Gerindra Ngotot Gugat Hasil pemilihan kepala daerah DKI Jakarta Pascapertemuan Jokowi-Prabowo, Hal ini Kata Pengamat

JAKARTA – Partai Gerindra menyatakan akan mengajukan gugatan perselisihan hasil pemilihan gubernur Ibukota Indonesia 2024 ke Mahkamah Konstitusi (MK). Gerindra mengambil sikap lebih banyak awal walau Komisi Pemilihan Umum (KPU) DKI Jakarta belum menetapkan hasil rekapitulasi suara.
Sikap yang dimaksud disampaikan pada konferensi pers yang mana dilakukan Tim Lembaga Advokasi Partai Gerindra di area Jakarta, Hari Sabtu (7/12/2024) sore. Gugatan ke MK dilayangkan Gerindra akibat menemukan 167 persoalan hukum surat undangan pemungutan pengumuman atau C6 tiada terdistribusi serta 80 laporan merekan ke Badan Pengawas Pemilihan Umum (Bawaslu) tidak ada ditanggapi.

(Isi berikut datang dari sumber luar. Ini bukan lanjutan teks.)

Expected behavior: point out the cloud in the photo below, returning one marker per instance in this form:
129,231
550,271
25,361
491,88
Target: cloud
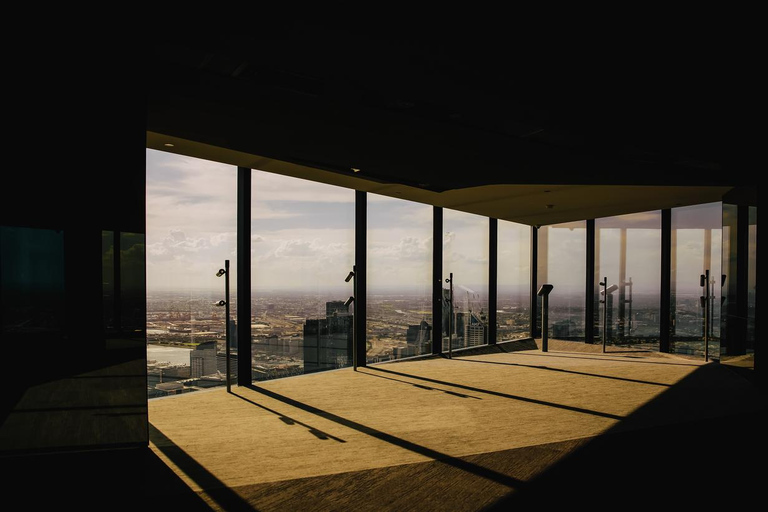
408,248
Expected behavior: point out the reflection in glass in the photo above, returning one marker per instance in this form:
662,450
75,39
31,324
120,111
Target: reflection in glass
739,285
514,278
465,257
628,254
562,255
191,231
32,287
697,238
399,279
302,235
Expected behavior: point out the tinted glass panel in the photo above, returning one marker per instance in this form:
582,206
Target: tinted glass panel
302,251
465,256
514,281
562,254
191,232
399,279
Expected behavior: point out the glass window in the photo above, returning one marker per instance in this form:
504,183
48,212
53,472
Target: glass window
303,236
514,281
191,231
562,255
696,251
465,257
628,257
752,280
399,279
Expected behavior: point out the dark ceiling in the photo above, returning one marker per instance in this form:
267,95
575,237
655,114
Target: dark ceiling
428,119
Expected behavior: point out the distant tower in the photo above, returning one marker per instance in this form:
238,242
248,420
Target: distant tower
328,341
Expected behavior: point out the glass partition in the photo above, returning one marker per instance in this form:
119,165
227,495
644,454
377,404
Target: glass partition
697,244
191,231
303,236
465,257
399,279
514,281
562,255
628,260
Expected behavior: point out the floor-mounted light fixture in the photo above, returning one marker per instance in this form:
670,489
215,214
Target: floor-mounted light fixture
606,293
353,275
544,292
225,272
450,315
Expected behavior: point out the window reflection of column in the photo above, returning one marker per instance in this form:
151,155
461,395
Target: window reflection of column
622,281
673,286
595,298
542,272
707,266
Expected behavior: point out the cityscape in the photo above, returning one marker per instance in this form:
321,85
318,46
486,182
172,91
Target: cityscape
298,333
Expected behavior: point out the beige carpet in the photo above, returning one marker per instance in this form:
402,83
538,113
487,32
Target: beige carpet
447,413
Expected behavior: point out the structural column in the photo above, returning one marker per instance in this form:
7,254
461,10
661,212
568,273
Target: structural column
437,280
493,260
589,287
361,265
534,278
243,276
665,302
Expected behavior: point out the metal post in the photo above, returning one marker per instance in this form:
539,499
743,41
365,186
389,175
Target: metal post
545,323
544,292
226,297
450,316
354,318
604,300
707,313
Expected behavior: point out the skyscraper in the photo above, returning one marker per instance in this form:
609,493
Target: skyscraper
328,341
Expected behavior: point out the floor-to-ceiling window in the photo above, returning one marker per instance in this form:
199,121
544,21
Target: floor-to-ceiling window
514,277
399,279
628,262
562,256
465,258
302,239
191,232
695,300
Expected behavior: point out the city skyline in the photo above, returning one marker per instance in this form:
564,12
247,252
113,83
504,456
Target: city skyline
303,237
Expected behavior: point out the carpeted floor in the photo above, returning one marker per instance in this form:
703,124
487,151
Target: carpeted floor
472,432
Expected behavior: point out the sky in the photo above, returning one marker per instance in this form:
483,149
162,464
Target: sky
303,237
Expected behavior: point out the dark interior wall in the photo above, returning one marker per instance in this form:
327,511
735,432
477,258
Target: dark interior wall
72,272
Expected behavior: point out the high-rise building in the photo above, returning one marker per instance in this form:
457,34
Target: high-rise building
328,341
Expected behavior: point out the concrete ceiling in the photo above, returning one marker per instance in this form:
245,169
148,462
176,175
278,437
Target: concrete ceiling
440,126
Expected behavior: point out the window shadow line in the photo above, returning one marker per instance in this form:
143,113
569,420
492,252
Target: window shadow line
428,388
505,395
290,421
212,486
444,458
537,367
574,356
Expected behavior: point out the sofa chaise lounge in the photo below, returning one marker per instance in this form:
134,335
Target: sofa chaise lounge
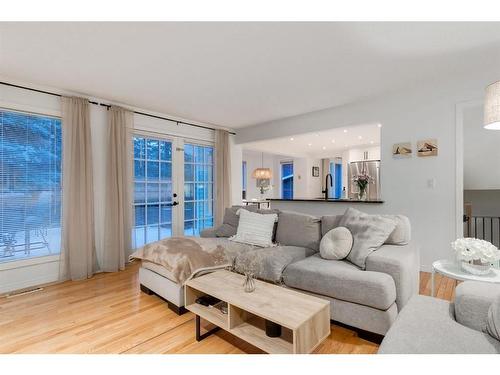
430,325
368,299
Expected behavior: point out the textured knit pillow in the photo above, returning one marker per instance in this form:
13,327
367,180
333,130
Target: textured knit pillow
255,229
336,244
369,232
493,327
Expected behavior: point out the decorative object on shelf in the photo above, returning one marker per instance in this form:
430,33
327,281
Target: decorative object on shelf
492,107
263,177
362,180
272,329
402,150
249,264
249,283
427,147
475,255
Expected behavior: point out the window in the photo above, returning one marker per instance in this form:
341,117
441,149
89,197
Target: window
287,180
198,188
30,191
244,179
152,190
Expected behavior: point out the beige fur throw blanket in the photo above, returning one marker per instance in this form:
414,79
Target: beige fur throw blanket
184,256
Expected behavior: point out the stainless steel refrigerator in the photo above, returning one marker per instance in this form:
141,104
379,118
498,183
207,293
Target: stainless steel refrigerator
372,167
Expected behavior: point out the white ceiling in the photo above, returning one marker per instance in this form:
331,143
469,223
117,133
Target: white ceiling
321,144
240,74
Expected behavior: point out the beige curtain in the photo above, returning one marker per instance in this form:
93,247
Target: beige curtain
118,206
78,237
223,174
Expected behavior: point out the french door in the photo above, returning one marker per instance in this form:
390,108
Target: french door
173,187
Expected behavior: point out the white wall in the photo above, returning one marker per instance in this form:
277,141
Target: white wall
481,152
423,111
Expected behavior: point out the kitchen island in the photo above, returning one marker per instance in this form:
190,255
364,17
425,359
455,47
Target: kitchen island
321,206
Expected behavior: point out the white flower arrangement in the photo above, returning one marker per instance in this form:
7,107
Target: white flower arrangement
469,249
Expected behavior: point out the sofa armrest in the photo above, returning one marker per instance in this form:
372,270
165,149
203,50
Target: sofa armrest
472,303
402,262
208,233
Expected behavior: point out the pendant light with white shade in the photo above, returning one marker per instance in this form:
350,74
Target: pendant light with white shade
492,107
262,173
263,177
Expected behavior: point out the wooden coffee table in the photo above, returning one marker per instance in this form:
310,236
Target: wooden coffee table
305,319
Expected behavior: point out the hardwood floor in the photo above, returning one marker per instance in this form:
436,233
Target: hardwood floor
109,314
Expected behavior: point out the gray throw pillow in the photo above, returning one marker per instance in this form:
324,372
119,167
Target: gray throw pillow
401,235
229,225
493,327
336,244
296,229
369,232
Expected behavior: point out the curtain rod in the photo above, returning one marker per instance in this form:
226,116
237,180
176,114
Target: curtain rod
108,105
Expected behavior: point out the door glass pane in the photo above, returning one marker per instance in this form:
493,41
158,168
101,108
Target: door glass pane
198,196
287,180
30,185
152,170
153,152
166,151
153,193
166,172
139,169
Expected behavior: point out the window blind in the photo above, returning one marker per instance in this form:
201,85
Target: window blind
30,185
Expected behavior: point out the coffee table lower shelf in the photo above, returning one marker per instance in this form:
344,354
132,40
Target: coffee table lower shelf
250,327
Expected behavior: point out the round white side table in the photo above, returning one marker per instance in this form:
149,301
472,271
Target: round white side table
452,269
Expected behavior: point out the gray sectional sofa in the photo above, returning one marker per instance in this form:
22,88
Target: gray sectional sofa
368,299
429,325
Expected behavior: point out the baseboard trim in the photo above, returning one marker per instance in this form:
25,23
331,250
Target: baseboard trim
362,334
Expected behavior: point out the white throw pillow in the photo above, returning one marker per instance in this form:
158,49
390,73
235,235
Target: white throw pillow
255,229
336,244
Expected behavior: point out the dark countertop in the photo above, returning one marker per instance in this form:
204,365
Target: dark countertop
325,200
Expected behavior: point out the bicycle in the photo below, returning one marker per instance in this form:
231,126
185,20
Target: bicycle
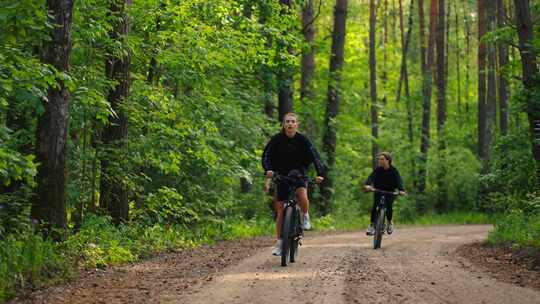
291,231
380,221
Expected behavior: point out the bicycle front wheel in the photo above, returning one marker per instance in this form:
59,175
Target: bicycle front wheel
286,236
379,228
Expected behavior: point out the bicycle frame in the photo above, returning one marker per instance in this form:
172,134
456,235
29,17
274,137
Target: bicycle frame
380,221
291,230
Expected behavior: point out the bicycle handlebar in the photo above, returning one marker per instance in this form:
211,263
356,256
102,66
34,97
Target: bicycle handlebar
385,192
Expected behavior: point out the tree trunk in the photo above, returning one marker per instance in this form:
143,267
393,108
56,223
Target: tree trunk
308,56
482,118
491,101
332,106
502,51
373,81
530,77
114,195
458,59
266,73
441,104
286,75
467,60
384,74
427,72
49,204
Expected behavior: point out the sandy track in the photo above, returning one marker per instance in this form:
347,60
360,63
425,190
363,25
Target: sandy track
415,265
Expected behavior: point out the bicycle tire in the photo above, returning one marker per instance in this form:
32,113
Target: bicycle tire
379,227
286,236
294,242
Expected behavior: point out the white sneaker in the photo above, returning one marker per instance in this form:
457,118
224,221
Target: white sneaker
370,231
307,222
277,249
390,228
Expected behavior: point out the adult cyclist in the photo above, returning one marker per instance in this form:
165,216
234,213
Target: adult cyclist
290,153
385,177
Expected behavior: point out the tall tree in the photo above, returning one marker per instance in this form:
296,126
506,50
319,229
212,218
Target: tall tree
265,72
286,73
308,56
427,81
332,105
530,77
502,51
373,81
114,195
482,118
467,51
441,34
49,205
458,57
491,101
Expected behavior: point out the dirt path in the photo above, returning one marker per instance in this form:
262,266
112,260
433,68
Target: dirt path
415,265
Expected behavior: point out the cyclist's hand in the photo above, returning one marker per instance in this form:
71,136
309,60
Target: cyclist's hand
267,183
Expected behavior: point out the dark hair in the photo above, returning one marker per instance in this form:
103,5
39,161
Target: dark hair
387,156
283,119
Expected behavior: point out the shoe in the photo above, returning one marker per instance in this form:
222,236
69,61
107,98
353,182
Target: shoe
390,228
277,249
307,222
370,230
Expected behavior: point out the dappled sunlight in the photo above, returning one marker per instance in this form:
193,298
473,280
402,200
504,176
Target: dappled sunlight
268,276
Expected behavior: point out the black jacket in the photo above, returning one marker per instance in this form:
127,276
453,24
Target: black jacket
283,154
387,180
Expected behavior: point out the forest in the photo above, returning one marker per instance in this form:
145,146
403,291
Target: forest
131,127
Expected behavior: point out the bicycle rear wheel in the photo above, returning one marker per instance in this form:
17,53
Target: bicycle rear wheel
379,228
286,236
296,236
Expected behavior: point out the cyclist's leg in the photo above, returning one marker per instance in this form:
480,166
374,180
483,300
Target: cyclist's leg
389,207
303,201
376,198
279,218
282,193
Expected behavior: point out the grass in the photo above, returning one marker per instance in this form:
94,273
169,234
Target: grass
28,261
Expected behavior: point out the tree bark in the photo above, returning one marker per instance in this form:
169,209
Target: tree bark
373,81
458,58
332,105
441,104
502,50
491,101
286,75
427,66
114,195
482,118
49,205
530,77
308,56
467,60
266,74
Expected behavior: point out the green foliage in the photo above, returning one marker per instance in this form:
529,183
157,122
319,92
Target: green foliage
517,229
26,260
165,207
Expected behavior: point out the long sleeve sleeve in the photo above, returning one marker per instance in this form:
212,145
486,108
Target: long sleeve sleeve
266,160
315,158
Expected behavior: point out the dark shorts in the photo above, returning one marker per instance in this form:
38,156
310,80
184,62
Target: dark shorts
283,188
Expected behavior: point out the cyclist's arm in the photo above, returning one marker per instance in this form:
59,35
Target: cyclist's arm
369,180
315,158
266,157
399,181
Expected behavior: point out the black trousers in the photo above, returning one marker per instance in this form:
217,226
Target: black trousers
389,199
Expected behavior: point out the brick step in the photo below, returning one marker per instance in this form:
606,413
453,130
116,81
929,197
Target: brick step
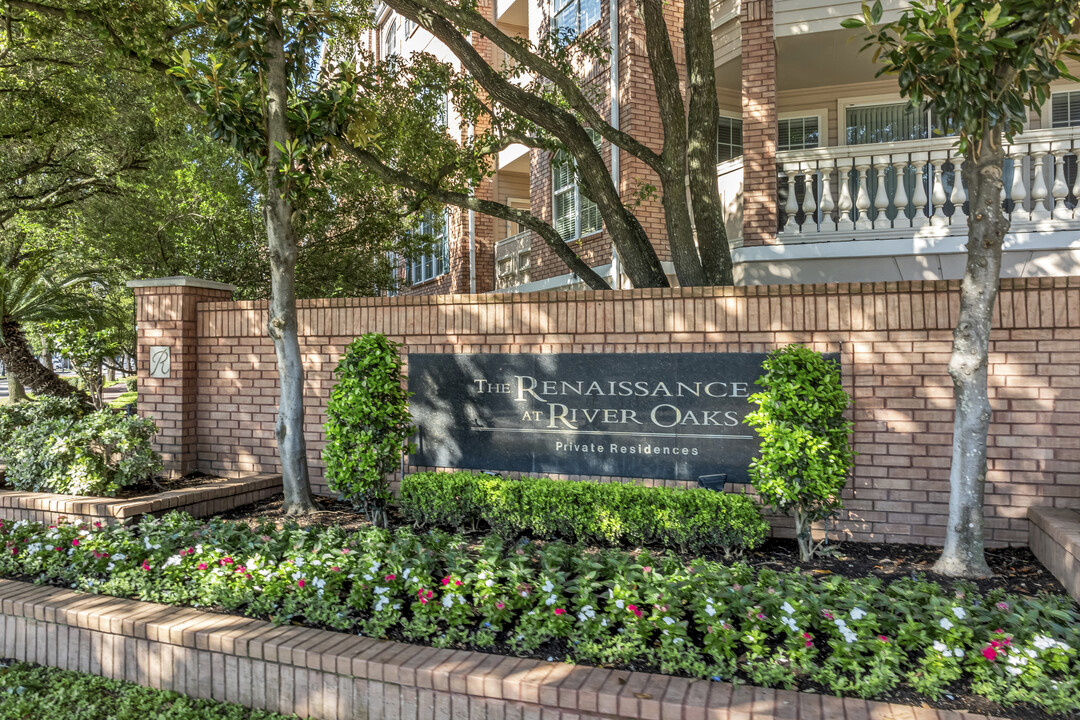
338,676
1055,541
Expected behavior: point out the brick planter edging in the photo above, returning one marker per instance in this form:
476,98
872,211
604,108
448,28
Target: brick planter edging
337,676
1055,541
199,501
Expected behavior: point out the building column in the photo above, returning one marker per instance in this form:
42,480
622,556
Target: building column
759,123
167,362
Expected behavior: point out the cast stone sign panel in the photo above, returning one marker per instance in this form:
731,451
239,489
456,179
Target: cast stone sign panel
676,416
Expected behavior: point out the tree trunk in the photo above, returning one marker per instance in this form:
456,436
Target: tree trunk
963,555
281,239
19,360
701,144
15,391
665,81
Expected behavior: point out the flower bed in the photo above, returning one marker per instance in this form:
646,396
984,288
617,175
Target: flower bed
699,619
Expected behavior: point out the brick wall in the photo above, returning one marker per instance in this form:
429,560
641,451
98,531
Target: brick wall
893,339
759,122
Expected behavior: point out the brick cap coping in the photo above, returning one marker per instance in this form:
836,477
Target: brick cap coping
570,688
129,507
181,281
1061,524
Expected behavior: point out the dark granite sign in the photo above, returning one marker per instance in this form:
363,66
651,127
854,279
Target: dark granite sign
674,416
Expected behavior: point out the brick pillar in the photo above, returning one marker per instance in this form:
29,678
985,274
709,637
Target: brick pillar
167,361
759,122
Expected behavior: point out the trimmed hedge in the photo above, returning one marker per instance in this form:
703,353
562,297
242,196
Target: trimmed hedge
602,513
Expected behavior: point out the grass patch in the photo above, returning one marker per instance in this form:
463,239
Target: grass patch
30,691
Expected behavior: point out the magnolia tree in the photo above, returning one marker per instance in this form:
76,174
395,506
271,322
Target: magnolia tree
981,66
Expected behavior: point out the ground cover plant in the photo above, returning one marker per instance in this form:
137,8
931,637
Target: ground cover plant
603,513
30,691
643,611
54,445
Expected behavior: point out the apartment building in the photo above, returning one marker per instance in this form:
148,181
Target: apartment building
825,173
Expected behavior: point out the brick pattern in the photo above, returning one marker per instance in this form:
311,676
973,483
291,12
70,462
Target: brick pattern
334,676
893,339
759,122
200,501
166,316
1055,541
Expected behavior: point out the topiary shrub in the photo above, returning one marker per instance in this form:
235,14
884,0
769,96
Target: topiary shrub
596,513
53,445
368,424
806,451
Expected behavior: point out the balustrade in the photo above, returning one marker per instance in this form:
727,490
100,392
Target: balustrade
919,186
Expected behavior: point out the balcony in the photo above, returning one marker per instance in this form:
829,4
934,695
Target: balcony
512,260
854,192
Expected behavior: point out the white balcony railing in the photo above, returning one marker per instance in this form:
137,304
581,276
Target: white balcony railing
916,188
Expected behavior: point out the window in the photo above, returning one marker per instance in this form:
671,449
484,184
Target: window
1065,109
728,138
890,123
576,216
575,16
798,133
436,262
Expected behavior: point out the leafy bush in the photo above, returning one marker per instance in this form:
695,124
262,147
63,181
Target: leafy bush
606,513
703,619
29,691
806,451
53,445
368,423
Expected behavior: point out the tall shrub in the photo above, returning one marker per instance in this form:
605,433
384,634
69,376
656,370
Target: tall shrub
368,424
806,453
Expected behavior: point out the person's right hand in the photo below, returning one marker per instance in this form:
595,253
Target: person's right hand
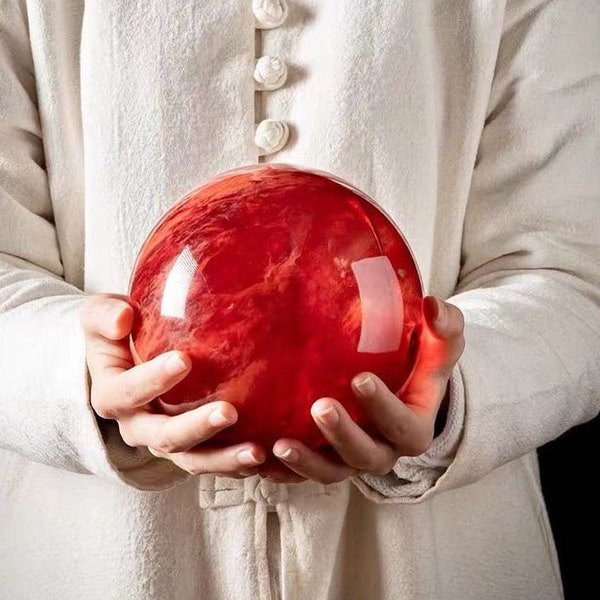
123,391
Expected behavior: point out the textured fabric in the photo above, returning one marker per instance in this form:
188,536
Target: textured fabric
474,124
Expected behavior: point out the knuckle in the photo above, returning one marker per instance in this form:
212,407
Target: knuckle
192,467
167,444
126,436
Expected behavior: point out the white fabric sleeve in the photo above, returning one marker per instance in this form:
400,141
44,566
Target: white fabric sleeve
45,413
530,280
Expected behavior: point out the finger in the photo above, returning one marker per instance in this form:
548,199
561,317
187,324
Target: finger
170,435
408,428
119,391
310,464
228,461
109,316
354,446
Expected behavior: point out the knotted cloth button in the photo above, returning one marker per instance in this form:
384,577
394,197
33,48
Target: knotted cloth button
271,136
270,73
269,13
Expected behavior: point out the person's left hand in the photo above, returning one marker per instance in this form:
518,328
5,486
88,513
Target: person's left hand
406,425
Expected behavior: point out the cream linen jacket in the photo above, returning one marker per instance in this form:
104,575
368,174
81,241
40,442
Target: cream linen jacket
474,123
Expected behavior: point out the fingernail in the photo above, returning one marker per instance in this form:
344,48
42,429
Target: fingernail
326,414
247,457
219,419
365,385
442,315
289,454
175,364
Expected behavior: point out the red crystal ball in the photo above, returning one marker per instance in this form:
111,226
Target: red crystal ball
281,284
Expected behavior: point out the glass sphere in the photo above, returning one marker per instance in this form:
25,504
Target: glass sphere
281,284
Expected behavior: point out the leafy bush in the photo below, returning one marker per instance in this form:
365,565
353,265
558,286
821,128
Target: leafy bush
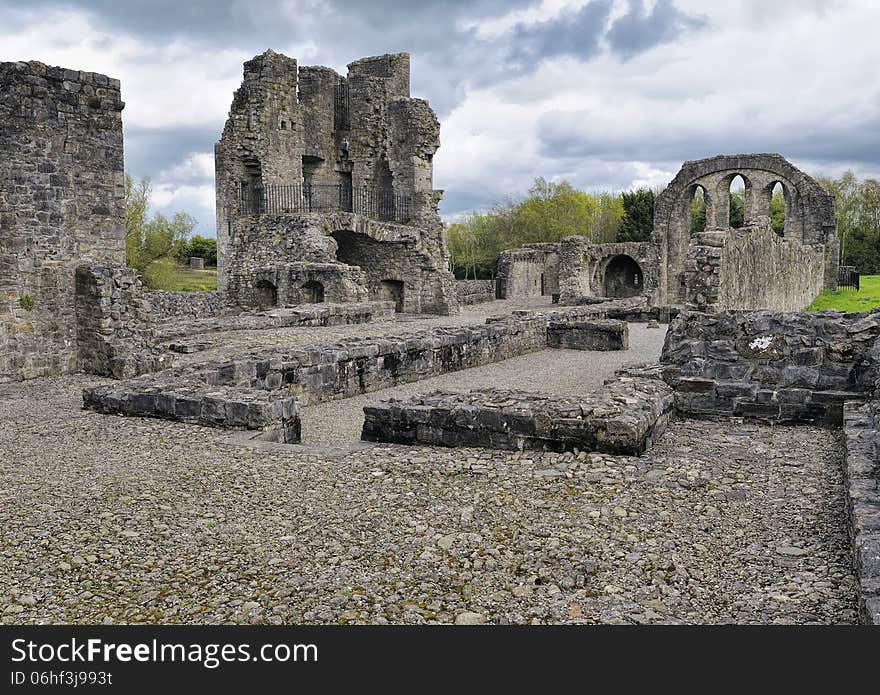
198,247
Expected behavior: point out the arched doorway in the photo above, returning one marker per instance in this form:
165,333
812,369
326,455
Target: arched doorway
265,294
313,292
392,291
623,277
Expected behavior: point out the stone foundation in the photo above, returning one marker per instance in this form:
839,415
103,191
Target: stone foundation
227,407
623,417
588,335
797,367
862,480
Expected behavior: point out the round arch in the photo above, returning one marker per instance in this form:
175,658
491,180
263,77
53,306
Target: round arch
622,276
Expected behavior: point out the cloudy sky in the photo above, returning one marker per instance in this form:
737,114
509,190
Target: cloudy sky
608,94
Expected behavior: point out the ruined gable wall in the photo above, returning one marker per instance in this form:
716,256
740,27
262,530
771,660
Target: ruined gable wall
61,203
751,268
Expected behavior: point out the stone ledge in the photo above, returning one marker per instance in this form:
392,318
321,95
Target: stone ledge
226,407
599,334
625,416
862,485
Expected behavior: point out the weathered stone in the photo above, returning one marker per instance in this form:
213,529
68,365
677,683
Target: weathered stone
588,335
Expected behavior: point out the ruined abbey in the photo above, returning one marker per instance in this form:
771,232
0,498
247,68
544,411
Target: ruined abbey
553,380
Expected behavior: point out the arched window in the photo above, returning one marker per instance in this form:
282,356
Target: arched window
698,210
623,277
737,192
778,205
392,290
313,292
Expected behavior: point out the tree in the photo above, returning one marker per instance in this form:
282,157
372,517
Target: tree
147,239
638,219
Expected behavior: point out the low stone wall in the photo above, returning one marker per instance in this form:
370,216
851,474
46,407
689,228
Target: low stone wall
166,305
623,417
862,481
228,407
315,373
782,367
475,291
601,334
305,315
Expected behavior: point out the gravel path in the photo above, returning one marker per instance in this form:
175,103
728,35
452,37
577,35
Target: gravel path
565,372
111,519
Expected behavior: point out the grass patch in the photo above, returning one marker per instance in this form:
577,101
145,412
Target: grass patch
168,274
867,298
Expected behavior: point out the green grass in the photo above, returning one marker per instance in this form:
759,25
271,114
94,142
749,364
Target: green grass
167,274
867,298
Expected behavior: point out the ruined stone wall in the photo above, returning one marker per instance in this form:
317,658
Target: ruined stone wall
165,305
115,336
625,416
809,212
529,271
583,267
862,485
474,291
353,257
61,203
751,268
320,146
786,367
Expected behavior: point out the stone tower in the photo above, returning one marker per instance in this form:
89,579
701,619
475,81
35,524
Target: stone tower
325,191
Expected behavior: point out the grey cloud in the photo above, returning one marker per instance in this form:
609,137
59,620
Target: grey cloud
574,33
638,30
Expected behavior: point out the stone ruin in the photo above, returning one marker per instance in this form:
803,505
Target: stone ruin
61,205
327,216
720,268
324,189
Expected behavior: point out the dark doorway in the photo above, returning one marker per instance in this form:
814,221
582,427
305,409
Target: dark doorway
392,291
623,277
265,294
313,292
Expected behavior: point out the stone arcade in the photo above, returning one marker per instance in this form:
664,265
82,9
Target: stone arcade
328,220
721,268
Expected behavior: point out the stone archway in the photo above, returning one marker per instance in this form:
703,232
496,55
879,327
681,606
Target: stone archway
392,291
623,277
313,292
809,210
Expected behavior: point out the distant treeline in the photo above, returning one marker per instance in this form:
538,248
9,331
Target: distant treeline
550,212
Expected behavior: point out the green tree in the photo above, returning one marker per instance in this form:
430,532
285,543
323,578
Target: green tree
638,219
147,239
737,209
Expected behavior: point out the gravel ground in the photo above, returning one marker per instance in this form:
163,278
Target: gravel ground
229,343
564,372
111,519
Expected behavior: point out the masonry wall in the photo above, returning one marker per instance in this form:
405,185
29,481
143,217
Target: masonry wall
781,367
752,268
115,336
165,305
61,204
475,291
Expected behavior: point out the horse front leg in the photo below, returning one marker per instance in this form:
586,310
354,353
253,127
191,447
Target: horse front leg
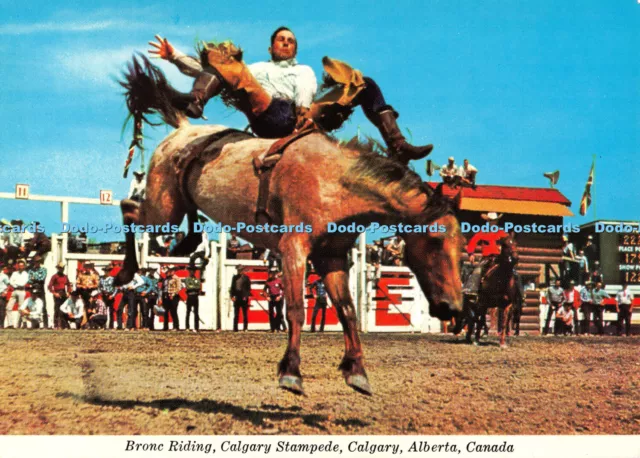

Langkah Gerindra yang secara tiba-tiba itu menarik perhatian rakyat sebab sehari sebelumnya, yakni Hari Jumat (6/12/2024) malam, mantan Presiden Joko Widodo (Jokowi) menemui Presiden Prabowo Subianto yang tersebut juga Ketua Umum Partai Gerindra di dalam rumah Kertanegara, Ibukota Indonesia Selatan.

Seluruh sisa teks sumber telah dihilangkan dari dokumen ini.